Well, my dad was called to the battery bank and sure enough, the manufacturing defect was causing the batteries to overheat and release gas that was not only threatening to catch fire, they can also cause damage to your lungs.
My dad ran in with a shirt over his face and turned off the power. He was never one for safety precautions.
Manufacturing defects can cause catastrophic failure of your power bank, and while unlikely, explosions and fires are possible.
They explode because so much heat builds up they swell. This is the explosion in most cases, and it alerts the owner to disconnect the power supply of the battery bank.
But if a battery continues to charge after they have broken their cases, they can release sulphuric acid and other gasses. These gasses are dangerous and when inhaled they can damage your lungs. They are also capable of catching fire. They have all the components to sustain the fire.

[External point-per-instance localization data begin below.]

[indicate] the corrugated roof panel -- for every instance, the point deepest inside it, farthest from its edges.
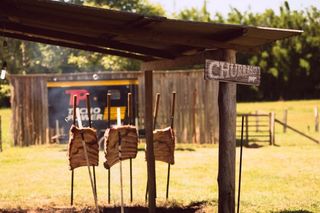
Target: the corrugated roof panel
(97, 29)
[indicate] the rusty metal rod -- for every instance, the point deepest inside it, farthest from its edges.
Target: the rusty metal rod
(109, 125)
(90, 125)
(74, 123)
(155, 115)
(171, 125)
(130, 123)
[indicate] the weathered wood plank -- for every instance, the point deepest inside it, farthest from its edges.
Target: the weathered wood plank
(196, 117)
(149, 140)
(227, 140)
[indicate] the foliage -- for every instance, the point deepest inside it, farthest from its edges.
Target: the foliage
(4, 96)
(289, 67)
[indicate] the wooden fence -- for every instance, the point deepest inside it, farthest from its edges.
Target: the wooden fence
(257, 127)
(0, 135)
(196, 119)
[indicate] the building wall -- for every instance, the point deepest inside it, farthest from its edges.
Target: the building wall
(196, 112)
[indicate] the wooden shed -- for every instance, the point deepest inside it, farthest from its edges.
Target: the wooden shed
(196, 118)
(161, 44)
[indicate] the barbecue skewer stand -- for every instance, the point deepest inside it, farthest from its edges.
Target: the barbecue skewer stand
(164, 141)
(88, 140)
(121, 143)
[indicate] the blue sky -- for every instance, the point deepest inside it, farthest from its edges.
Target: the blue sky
(223, 6)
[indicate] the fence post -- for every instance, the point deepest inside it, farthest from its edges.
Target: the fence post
(285, 119)
(257, 121)
(247, 129)
(271, 128)
(316, 118)
(0, 135)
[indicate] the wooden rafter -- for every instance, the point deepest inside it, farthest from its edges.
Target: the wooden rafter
(181, 62)
(77, 46)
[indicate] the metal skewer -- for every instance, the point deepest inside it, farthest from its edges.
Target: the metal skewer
(109, 125)
(121, 182)
(240, 168)
(87, 160)
(74, 123)
(90, 125)
(130, 123)
(171, 125)
(155, 115)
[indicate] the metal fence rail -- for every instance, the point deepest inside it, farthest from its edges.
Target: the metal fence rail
(258, 127)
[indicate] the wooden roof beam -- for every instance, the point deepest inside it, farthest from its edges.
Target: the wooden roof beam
(100, 42)
(156, 36)
(77, 46)
(181, 62)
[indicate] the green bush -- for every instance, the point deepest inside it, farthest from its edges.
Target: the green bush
(4, 95)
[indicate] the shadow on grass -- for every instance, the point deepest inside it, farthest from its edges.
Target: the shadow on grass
(293, 211)
(173, 208)
(250, 145)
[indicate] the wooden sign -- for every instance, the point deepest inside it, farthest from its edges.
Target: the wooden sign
(238, 73)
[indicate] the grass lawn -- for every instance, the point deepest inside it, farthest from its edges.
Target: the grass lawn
(283, 178)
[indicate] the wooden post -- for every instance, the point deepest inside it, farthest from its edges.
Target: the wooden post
(57, 132)
(227, 140)
(316, 118)
(272, 128)
(247, 129)
(257, 121)
(285, 120)
(0, 136)
(148, 125)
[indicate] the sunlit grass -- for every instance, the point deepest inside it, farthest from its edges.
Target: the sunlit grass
(279, 178)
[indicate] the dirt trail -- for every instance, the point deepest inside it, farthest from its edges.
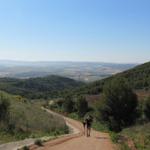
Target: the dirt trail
(77, 141)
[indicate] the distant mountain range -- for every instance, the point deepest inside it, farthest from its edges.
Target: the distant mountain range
(138, 78)
(82, 71)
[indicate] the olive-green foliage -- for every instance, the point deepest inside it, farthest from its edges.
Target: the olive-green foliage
(38, 143)
(119, 107)
(81, 106)
(137, 78)
(68, 104)
(140, 134)
(4, 107)
(25, 148)
(36, 88)
(28, 120)
(147, 109)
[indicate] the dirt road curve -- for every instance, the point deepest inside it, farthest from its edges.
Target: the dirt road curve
(77, 141)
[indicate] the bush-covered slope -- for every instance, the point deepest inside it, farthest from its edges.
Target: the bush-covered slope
(24, 119)
(138, 78)
(33, 88)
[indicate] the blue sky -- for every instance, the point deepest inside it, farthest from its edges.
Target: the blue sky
(75, 30)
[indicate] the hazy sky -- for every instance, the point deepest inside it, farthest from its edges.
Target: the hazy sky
(75, 30)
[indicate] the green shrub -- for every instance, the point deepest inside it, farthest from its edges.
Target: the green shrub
(4, 106)
(38, 142)
(25, 148)
(147, 109)
(68, 104)
(119, 106)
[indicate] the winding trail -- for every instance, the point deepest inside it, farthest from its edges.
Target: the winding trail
(73, 141)
(77, 141)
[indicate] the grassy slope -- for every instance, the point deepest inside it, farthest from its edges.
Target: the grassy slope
(28, 120)
(138, 78)
(140, 134)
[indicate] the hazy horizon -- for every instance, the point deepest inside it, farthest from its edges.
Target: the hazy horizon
(78, 30)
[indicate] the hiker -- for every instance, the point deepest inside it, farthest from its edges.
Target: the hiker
(87, 123)
(84, 126)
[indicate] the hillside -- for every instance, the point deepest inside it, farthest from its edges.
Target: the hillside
(138, 78)
(35, 88)
(25, 120)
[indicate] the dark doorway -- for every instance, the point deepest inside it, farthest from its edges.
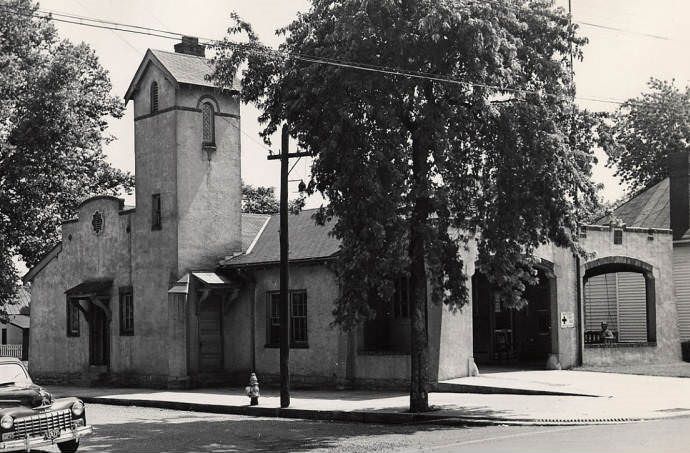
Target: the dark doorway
(210, 335)
(99, 335)
(506, 336)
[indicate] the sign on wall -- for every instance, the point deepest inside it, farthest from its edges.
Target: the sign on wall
(567, 319)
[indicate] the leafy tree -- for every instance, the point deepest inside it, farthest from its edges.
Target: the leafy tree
(53, 119)
(645, 130)
(416, 168)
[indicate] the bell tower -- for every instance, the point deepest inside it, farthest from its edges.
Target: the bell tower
(187, 161)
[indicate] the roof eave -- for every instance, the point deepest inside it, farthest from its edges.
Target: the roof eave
(149, 57)
(276, 263)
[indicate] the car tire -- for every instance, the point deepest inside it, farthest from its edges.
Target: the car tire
(69, 447)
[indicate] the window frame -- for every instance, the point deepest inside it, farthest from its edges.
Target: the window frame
(156, 212)
(273, 319)
(126, 300)
(153, 97)
(207, 106)
(73, 318)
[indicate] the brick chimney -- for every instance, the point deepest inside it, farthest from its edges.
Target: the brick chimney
(679, 192)
(190, 46)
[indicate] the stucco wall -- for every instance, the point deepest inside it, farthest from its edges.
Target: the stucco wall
(208, 182)
(14, 333)
(154, 252)
(324, 360)
(452, 334)
(659, 254)
(84, 256)
(564, 339)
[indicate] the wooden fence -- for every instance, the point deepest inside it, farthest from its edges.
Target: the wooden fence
(11, 350)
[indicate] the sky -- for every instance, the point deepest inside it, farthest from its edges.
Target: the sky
(651, 40)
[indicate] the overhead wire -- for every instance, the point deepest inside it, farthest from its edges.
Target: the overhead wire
(117, 26)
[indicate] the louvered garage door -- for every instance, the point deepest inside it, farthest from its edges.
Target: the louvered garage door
(600, 302)
(632, 307)
(681, 281)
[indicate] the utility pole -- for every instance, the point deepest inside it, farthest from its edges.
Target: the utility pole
(284, 156)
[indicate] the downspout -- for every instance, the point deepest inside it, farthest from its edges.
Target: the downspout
(579, 310)
(252, 299)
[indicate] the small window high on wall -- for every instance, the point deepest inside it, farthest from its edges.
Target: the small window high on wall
(154, 97)
(208, 124)
(615, 306)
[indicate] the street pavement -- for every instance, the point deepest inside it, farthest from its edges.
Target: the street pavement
(615, 398)
(135, 429)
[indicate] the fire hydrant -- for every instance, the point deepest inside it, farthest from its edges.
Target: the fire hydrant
(253, 390)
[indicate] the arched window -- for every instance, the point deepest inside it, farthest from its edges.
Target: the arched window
(154, 97)
(619, 301)
(208, 122)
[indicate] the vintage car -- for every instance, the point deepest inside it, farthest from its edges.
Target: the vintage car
(29, 416)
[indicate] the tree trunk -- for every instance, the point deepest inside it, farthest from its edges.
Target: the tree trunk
(419, 353)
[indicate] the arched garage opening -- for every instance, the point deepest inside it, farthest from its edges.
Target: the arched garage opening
(505, 336)
(619, 301)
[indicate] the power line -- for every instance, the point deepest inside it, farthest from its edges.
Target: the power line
(108, 25)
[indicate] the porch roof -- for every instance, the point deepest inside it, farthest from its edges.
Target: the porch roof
(90, 288)
(209, 279)
(308, 241)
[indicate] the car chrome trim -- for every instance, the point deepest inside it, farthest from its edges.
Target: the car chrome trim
(29, 443)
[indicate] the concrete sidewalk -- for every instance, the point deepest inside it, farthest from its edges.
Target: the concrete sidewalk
(618, 398)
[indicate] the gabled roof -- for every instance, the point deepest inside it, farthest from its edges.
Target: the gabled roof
(252, 224)
(21, 321)
(308, 241)
(181, 68)
(22, 299)
(647, 209)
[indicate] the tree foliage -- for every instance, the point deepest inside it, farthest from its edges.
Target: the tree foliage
(53, 119)
(259, 200)
(645, 130)
(413, 168)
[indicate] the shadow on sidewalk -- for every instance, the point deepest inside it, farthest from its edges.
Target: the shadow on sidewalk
(194, 432)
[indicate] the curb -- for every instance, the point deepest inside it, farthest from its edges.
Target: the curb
(386, 418)
(491, 390)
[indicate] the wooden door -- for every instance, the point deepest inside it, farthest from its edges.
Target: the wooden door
(534, 323)
(210, 335)
(99, 347)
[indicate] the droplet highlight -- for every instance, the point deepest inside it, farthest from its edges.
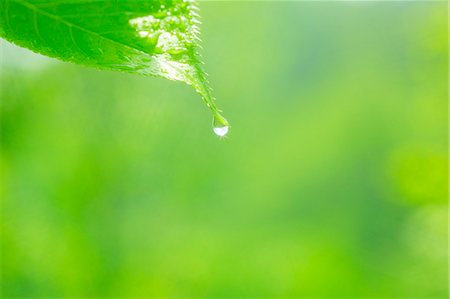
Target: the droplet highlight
(220, 125)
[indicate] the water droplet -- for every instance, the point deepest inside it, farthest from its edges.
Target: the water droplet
(220, 125)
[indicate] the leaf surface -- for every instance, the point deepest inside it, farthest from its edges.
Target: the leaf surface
(150, 37)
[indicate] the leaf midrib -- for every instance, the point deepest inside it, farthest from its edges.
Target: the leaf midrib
(36, 9)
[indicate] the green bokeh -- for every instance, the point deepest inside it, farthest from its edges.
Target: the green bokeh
(331, 183)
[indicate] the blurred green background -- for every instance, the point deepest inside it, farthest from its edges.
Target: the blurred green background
(331, 183)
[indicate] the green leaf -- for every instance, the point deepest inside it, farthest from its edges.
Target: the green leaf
(149, 37)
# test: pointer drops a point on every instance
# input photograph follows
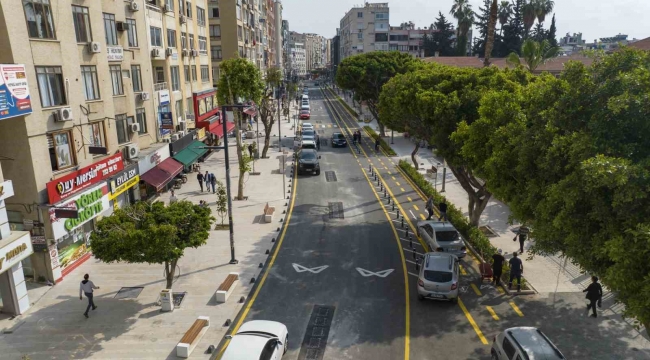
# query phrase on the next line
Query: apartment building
(364, 29)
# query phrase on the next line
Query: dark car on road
(308, 161)
(338, 139)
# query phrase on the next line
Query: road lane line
(491, 311)
(472, 322)
(516, 308)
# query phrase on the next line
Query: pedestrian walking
(442, 207)
(516, 269)
(594, 295)
(199, 177)
(497, 267)
(522, 233)
(86, 287)
(429, 207)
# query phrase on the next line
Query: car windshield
(447, 235)
(438, 276)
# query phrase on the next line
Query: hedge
(471, 233)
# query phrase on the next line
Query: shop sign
(89, 205)
(14, 91)
(73, 183)
(13, 253)
(152, 160)
(122, 182)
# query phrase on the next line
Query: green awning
(191, 153)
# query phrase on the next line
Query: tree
(534, 54)
(240, 81)
(151, 233)
(365, 74)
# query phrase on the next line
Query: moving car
(524, 343)
(438, 277)
(442, 236)
(338, 139)
(308, 161)
(256, 340)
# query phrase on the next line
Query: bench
(192, 337)
(268, 213)
(226, 287)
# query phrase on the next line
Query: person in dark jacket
(594, 295)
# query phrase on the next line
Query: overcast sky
(593, 18)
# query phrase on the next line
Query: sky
(593, 18)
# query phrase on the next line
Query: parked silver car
(439, 276)
(442, 236)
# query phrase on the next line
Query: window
(109, 29)
(141, 118)
(120, 128)
(90, 83)
(50, 85)
(215, 30)
(156, 36)
(200, 16)
(176, 82)
(203, 45)
(132, 33)
(40, 23)
(136, 77)
(96, 134)
(81, 21)
(61, 151)
(171, 38)
(216, 52)
(205, 73)
(116, 79)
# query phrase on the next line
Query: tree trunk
(415, 151)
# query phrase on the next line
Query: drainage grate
(128, 293)
(336, 210)
(315, 341)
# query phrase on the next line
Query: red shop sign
(81, 179)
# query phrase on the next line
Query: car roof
(535, 343)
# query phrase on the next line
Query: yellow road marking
(516, 308)
(491, 311)
(476, 290)
(472, 322)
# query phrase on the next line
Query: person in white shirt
(86, 286)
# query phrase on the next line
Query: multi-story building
(364, 29)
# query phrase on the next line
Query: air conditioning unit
(63, 114)
(132, 151)
(94, 47)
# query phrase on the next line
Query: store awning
(162, 174)
(191, 153)
(218, 130)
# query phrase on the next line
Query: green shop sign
(88, 205)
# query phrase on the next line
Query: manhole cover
(128, 293)
(330, 176)
(335, 210)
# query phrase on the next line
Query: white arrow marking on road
(299, 268)
(367, 273)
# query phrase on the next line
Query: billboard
(14, 91)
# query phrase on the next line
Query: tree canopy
(151, 233)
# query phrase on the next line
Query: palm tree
(534, 54)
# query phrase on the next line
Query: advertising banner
(14, 91)
(79, 180)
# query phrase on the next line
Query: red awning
(218, 130)
(162, 174)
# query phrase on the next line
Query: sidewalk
(54, 327)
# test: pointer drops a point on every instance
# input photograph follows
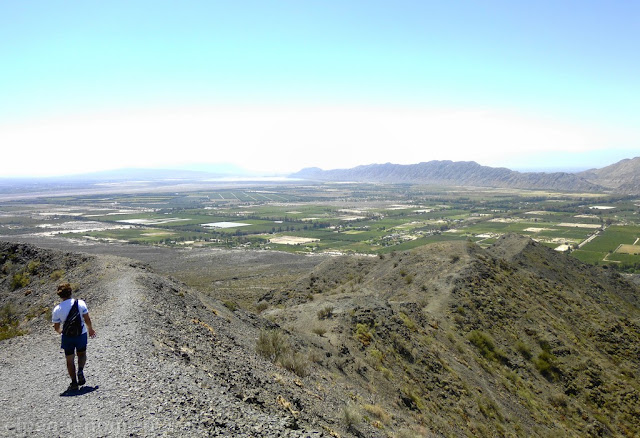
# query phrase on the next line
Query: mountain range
(623, 177)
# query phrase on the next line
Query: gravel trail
(132, 389)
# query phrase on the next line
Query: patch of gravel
(165, 363)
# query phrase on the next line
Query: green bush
(351, 416)
(231, 305)
(9, 323)
(19, 280)
(486, 346)
(325, 313)
(545, 363)
(274, 345)
(57, 274)
(363, 334)
(522, 348)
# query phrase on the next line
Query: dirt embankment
(165, 362)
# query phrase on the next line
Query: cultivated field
(334, 218)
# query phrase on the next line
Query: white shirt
(61, 311)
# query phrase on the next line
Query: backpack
(73, 324)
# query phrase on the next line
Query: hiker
(71, 319)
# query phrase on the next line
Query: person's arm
(87, 321)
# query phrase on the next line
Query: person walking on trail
(71, 319)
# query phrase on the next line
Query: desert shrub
(8, 314)
(326, 312)
(411, 399)
(20, 279)
(407, 321)
(351, 416)
(486, 346)
(231, 305)
(319, 330)
(33, 266)
(363, 334)
(378, 412)
(9, 323)
(294, 362)
(558, 400)
(545, 363)
(376, 354)
(57, 274)
(262, 306)
(522, 348)
(274, 345)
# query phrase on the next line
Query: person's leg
(71, 367)
(82, 359)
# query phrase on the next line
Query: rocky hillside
(624, 176)
(451, 173)
(451, 339)
(445, 340)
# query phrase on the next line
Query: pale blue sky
(280, 85)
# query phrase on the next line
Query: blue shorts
(70, 344)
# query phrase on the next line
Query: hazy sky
(281, 85)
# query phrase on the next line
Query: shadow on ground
(82, 391)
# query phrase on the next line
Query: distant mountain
(624, 176)
(455, 173)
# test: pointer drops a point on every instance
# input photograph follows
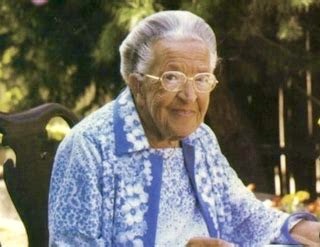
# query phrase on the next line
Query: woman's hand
(307, 233)
(208, 242)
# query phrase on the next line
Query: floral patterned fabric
(110, 188)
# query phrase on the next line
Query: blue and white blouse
(110, 188)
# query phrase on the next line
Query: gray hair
(136, 49)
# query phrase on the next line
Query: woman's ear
(134, 83)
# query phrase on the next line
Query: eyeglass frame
(186, 80)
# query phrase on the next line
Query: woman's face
(171, 116)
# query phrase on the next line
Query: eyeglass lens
(174, 80)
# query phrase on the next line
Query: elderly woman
(144, 170)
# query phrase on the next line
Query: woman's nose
(188, 92)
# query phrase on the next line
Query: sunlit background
(265, 110)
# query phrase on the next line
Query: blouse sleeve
(75, 200)
(243, 219)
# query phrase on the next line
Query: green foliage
(61, 50)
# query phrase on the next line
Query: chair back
(28, 178)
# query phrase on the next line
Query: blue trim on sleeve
(151, 216)
(189, 160)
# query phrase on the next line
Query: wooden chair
(28, 179)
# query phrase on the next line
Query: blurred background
(265, 110)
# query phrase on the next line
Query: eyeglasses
(174, 81)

The heat in a battery bank causes the liquid in the battery to change chemically into some powerful gasses, these gasses make the battery swell and crack the housing.
Lead-acid and Lithium batteries both contain liquid that makes the battery work and those liquids can expand when they are heated.
Can a power bank overheat?
Power banks can overheat from improper charging or from being left in a hot area. Environmental heat is more likely to cause the battery bank to become less effective and shorten its useful life.
Power banks that are charged improperly or for too long can overheat. When batteries start to overheat they should be disconnected from their power source immediately.
Batteries that get very hot each time they are charged should be replaced as soon as possible so that you do not end up stranded with a battery that no longer works.
What is the safest battery for a power bank?
If you are building a solar or other off-grid systems, it is recommended that you use lithium batteries if you have the ability. Lithium batteries are more expensive, but safer to install in an enclosed space.
We are working on converting a school bus into our family RV and we have already seen the difference with the two battery banks that we own.
We have the Anker PowerCore III Elite that contains a lithium battery. It takes a long time to charge, but it is small, easy to transport, and powered our electronics very well.
We also recently purchased this Cen-Tech Jump Starter and Power Bank, this thing is SO heavy and bulky. I think it took a similar amount of time to charge, but it was spent much more quickly.
There are many advantages to lithium over lead-acid, but lithium is much more expensive and less accessible for many.
Consider starting small and getting as much lithium as you can afford, you will have less power but it is safer and more reliable. I think the quality is worth the cost.